Personajes antitéticos donde los hubiera, Grzywacz y Hryńcia eran dos polos opuestos cuyos brazos encerraban al mediano resto de integrantes del pelotón. Entre ellos no faltaban matices. En el ejército, las posturas de la gente se definen enseguida. ¡Cuántas situaciones se crean para poner a prueba la valía de un hombre!

Cuando abandonamos los cuarteles, nos parecía que jamás volveríamos allí, ni siquiera con el pensamiento, y que el fin de nuestra amistad era irrevocable. ¡Pero no!

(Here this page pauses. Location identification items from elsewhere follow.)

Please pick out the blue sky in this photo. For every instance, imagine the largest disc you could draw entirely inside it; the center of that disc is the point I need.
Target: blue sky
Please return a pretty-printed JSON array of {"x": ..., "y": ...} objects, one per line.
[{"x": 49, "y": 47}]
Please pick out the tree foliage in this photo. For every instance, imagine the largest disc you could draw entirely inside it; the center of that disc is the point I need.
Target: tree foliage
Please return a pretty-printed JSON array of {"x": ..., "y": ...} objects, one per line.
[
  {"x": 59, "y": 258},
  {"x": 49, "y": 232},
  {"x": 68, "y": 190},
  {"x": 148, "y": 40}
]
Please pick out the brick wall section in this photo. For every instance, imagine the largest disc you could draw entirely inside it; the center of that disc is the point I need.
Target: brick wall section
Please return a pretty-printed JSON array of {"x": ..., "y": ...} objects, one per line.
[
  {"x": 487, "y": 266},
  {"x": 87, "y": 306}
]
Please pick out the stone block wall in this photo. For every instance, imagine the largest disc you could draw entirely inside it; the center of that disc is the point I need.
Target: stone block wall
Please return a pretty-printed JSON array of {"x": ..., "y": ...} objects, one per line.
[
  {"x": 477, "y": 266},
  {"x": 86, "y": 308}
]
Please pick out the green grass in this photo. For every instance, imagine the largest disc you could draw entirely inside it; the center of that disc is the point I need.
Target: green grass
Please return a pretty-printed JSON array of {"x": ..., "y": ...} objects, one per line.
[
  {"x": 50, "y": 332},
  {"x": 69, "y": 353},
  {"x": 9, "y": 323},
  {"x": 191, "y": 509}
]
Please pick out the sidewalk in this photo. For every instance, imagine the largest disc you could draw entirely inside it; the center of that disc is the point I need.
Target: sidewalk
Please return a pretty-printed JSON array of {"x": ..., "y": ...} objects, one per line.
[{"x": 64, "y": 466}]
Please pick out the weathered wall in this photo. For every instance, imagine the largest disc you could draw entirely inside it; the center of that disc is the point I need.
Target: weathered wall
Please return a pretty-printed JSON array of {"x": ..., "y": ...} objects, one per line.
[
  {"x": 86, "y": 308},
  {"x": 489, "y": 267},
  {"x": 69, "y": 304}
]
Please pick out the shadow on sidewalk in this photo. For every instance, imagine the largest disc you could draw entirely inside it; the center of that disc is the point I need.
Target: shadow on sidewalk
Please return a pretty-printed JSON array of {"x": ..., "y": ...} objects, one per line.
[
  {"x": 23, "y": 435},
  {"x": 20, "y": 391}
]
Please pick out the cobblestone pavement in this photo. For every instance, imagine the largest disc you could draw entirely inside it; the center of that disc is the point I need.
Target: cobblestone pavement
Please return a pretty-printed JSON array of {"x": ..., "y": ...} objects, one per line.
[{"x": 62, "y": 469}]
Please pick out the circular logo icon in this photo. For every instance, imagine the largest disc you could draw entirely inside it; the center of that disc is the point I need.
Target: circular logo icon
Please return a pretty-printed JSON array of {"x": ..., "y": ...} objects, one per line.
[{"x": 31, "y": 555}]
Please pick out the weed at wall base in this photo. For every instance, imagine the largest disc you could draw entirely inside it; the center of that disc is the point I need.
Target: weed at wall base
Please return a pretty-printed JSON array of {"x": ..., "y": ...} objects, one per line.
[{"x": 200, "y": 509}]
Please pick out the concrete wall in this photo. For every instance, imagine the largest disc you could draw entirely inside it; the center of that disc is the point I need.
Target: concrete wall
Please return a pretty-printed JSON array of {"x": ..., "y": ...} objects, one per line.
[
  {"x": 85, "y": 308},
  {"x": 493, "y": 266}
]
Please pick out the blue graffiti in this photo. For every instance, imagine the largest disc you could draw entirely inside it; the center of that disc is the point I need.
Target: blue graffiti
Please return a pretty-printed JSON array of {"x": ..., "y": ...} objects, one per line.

Seguimos conservando nuestras direcciones, recordamos nuestros nombres y, a veces, distinguimos en la multitud nuestros rostros. Empezamos a hablar. Y en ese momento, imperceptiblemente, desaparecen la calle, los edificios y los transeúntes, y el ruido de la ciudad queda ensordecido por el susurro de los árboles. De nuevo no hay más que bosque, un bosque inconmensurable, sin fin, sin salida, un mundo verde, el refrescante olor a pino, la savia circulando en los troncos, las enmarañadas y traicioneras raíces, y en medio estamos nosotros, perdidos y callados, con nuestros respectivos fusiles al hombro.